As gardeners and farmers throughout the U.S. 1 region are keenly aware, it was a spring of cold, unrelenting rain and a summer of searing, dry heat. But thanks to the effort of historians, architects, and dozens of volunteers, the Bonaparte Garden at Point Breeze in Bordentown is thriving and will host an opening celebration on Saturday, October 1, at 2 p.m.

The garden produces vegetables grown at the time when Napoleon’s older brother Joseph, former king of Naples and Spain, was known as King Joseph of Point Breeze. After his brother’s Waterloo defeat, Joseph made his way to America and in 1816 he bought and eventually created an estate in Bordentown. It is said to have been the center of society — both political and social — throughout the East Coast.
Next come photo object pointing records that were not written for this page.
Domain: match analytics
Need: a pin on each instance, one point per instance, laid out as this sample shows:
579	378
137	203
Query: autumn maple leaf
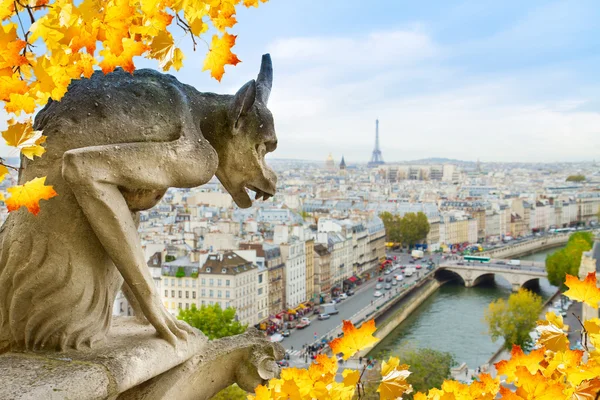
354	339
517	358
22	136
220	55
29	195
393	379
585	291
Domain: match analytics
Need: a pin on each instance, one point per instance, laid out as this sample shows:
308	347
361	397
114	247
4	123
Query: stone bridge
473	274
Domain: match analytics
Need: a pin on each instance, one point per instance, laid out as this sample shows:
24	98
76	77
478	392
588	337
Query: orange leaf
220	55
585	291
354	339
29	195
517	358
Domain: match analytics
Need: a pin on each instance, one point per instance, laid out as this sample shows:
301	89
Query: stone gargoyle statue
115	144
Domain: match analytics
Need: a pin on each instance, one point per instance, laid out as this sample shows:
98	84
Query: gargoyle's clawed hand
166	325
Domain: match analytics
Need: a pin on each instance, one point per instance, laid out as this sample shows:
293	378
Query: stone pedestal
135	363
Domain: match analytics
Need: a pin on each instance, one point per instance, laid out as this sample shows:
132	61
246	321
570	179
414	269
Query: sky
490	80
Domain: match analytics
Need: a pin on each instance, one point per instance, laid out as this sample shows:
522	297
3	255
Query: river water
452	320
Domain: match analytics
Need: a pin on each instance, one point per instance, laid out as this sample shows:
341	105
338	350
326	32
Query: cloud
328	92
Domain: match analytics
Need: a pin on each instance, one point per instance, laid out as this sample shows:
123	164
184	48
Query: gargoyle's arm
96	175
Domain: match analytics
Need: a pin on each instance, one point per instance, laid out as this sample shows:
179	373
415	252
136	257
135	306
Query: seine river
452	320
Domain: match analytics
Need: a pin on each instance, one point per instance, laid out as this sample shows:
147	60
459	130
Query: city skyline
508	82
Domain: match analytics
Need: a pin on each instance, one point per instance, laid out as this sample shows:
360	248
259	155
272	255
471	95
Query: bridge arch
471	276
446	275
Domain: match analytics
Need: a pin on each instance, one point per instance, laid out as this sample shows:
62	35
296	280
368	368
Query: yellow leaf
393	382
584	291
163	49
22	136
220	55
3	172
354	339
29	195
351	377
517	358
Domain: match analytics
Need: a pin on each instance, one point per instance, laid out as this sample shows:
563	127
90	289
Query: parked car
302	325
276	338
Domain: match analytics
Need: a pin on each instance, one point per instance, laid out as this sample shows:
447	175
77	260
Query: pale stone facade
293	255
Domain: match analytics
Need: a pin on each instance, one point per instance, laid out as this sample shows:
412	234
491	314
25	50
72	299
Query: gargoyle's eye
261	149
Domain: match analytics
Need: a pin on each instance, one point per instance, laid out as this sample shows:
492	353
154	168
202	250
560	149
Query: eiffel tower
377	157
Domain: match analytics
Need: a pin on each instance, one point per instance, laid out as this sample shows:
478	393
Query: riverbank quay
528	247
503	354
384	309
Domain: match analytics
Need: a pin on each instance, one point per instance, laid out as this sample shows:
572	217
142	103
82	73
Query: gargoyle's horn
264	82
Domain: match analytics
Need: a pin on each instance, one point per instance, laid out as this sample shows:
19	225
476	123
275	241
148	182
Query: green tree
213	321
391	224
568	259
429	368
414	228
576	178
513	319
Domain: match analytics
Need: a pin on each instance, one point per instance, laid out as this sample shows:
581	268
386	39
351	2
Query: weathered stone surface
115	144
131	355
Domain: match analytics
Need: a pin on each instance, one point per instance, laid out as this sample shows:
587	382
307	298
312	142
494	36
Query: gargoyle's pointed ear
243	101
264	82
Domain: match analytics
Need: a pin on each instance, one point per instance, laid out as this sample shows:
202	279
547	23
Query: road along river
452	320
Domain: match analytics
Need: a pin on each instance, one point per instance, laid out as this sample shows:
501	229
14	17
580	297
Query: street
362	298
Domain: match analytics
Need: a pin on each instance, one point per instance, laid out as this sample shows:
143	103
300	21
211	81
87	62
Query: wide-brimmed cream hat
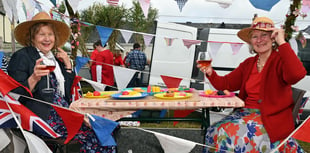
21	32
259	23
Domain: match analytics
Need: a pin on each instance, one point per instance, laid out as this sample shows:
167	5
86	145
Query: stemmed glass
50	65
204	59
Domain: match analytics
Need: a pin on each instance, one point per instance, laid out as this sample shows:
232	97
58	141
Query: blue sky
240	11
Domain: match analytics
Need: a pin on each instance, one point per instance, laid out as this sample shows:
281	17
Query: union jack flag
113	2
29	121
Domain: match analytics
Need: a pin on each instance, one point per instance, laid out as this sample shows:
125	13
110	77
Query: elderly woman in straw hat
264	83
41	36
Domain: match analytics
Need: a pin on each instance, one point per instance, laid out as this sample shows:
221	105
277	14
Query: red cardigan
282	69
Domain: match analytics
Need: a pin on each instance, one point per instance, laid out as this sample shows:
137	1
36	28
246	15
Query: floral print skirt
243	131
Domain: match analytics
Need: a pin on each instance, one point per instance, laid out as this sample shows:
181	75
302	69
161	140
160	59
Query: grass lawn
183	124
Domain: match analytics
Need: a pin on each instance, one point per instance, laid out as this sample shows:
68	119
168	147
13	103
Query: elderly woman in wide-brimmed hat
264	83
42	36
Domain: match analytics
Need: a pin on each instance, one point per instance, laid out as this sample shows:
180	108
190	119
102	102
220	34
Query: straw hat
259	23
21	32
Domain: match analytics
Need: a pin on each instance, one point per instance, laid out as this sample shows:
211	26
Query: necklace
259	65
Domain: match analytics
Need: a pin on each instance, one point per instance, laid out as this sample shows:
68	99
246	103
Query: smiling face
261	41
44	38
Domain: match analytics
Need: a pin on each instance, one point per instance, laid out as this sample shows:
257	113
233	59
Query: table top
115	108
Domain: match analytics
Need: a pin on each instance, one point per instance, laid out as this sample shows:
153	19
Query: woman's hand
38	71
205	69
278	35
63	56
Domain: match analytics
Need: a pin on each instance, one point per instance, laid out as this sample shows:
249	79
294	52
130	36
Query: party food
169	93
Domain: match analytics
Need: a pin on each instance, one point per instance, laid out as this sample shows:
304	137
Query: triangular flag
180	113
5	140
264	4
173	144
96	85
169	41
35	144
181	4
236	47
74	4
7	84
72	120
147	39
145	5
113	2
214	48
222	3
104	34
303	131
80	62
122	76
171	82
126	35
76	91
189	43
103	129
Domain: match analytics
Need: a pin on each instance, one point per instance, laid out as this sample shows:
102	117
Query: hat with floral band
259	23
22	30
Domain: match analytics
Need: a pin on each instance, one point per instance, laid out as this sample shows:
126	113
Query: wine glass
50	65
204	59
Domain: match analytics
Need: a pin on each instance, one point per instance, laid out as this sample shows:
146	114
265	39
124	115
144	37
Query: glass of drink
50	65
204	59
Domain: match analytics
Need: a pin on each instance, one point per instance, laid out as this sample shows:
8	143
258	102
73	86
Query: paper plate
177	90
104	94
119	96
202	93
176	96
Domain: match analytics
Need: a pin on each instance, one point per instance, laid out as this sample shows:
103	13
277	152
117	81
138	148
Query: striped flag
113	2
29	121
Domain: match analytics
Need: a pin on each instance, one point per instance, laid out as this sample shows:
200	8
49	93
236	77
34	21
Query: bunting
169	41
236	47
104	34
305	6
145	5
72	120
122	76
103	129
222	3
10	9
80	62
188	43
126	35
113	2
214	48
147	39
74	4
264	4
181	4
96	85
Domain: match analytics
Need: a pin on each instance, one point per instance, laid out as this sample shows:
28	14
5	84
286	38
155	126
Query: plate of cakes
170	94
129	94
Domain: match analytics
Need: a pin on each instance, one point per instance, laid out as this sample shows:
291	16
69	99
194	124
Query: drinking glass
204	59
50	65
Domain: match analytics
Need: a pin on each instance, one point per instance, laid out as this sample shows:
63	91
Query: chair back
298	94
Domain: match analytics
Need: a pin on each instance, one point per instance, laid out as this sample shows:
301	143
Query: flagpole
276	149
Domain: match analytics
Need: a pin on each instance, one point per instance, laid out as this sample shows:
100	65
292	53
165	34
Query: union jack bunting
28	120
113	2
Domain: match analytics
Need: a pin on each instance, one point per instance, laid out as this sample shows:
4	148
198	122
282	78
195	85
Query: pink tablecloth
115	109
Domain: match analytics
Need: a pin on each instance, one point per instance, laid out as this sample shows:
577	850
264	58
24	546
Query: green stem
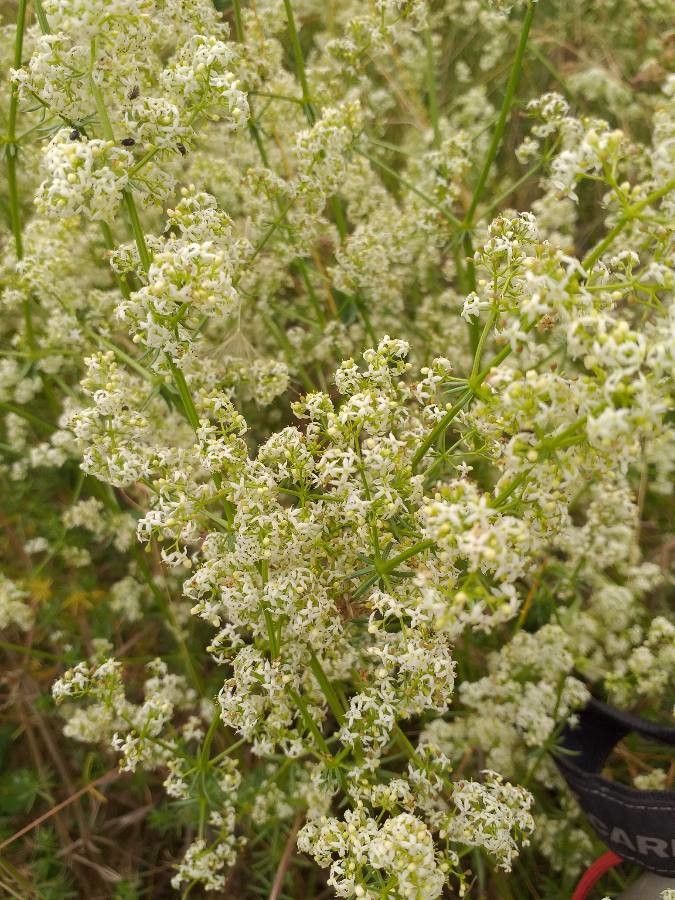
327	688
402	740
137	229
631	213
395	561
41	17
432	90
238	21
410	186
440	427
11	149
507	102
185	395
310	115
It was this history and magnificent setting that led to the property being listed on the National Register of Historic Places in 1977. And then, it more or less sat there.

Enter the D&R Greenway. Working with the City of Bordentown and partnering with the New Jersey Department of Environmental Protection, the remaining 60 acres of the estate were acquired in late 2020. That, alas, was at the height of the COVID years.
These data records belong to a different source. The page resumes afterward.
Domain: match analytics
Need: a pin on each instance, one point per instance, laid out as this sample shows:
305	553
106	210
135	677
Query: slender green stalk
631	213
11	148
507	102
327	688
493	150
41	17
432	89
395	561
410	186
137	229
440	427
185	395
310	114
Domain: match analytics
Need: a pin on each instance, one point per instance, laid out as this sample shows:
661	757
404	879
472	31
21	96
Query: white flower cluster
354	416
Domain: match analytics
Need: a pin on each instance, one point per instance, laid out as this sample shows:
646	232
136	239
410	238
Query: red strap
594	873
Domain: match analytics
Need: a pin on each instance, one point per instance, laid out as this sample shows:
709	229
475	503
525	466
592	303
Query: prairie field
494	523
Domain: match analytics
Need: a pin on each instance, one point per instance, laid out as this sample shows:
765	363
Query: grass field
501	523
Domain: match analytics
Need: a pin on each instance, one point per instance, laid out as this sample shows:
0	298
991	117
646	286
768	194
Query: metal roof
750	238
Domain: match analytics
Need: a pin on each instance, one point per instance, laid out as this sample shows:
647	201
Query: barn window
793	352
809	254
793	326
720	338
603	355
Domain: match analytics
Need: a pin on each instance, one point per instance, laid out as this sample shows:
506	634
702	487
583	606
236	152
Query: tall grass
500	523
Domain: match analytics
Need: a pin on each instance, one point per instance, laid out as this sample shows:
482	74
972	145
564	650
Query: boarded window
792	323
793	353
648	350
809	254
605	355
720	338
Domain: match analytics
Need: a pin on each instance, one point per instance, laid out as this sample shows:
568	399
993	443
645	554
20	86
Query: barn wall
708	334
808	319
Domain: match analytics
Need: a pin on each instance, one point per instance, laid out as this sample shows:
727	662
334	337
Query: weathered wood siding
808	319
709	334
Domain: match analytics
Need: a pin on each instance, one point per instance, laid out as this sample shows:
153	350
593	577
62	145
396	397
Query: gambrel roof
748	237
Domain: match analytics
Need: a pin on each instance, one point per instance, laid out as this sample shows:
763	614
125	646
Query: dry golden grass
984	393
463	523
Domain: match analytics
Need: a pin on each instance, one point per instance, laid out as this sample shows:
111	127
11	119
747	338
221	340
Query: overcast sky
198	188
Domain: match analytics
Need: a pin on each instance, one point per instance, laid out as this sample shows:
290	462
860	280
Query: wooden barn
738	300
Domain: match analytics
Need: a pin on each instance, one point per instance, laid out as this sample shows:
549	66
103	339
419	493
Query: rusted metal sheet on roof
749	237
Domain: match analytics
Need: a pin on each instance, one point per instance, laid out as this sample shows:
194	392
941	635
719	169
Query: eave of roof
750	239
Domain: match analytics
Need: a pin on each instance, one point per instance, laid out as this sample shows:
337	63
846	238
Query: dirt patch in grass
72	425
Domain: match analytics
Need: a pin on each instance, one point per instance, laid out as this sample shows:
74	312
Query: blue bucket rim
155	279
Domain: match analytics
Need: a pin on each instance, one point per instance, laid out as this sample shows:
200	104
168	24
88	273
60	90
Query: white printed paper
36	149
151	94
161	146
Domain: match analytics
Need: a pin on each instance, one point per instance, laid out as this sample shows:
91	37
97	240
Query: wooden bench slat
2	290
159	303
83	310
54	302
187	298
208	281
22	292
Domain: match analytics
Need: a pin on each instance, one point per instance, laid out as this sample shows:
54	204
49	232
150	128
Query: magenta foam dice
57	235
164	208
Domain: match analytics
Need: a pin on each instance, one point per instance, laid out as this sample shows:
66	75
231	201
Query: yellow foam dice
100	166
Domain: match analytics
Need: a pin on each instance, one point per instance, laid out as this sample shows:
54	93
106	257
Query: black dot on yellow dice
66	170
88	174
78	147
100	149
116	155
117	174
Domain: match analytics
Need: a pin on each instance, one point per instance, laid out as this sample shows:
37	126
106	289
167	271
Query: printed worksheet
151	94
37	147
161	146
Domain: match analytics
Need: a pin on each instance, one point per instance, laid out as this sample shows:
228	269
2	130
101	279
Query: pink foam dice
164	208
Linda Mead, the Greenway’s president and CEO, has explained that the long-range plan for the acquisition envisions constructing a Discovery Center in which historic photos and maps will illustrate how the landscape and garden were developed throughout history. COVID ensured that this goal had to be delayed because there was little person-to-person contact work that could be done.

With the pandemic settling in, it was decided that creating the garden was the best way to move forward. As an outdoor project, it is less susceptible to the spread of viruses among participants. Throughout 2021, there was much planning activity. Val Sassaman, a member of the Bordentown Historical Society, got to work and put together a list of crops grown at Bonaparte’s estate. Bill Flemer, retired D&R site manager, volunteered to till the land for the 90-foot-by-40-foot garden.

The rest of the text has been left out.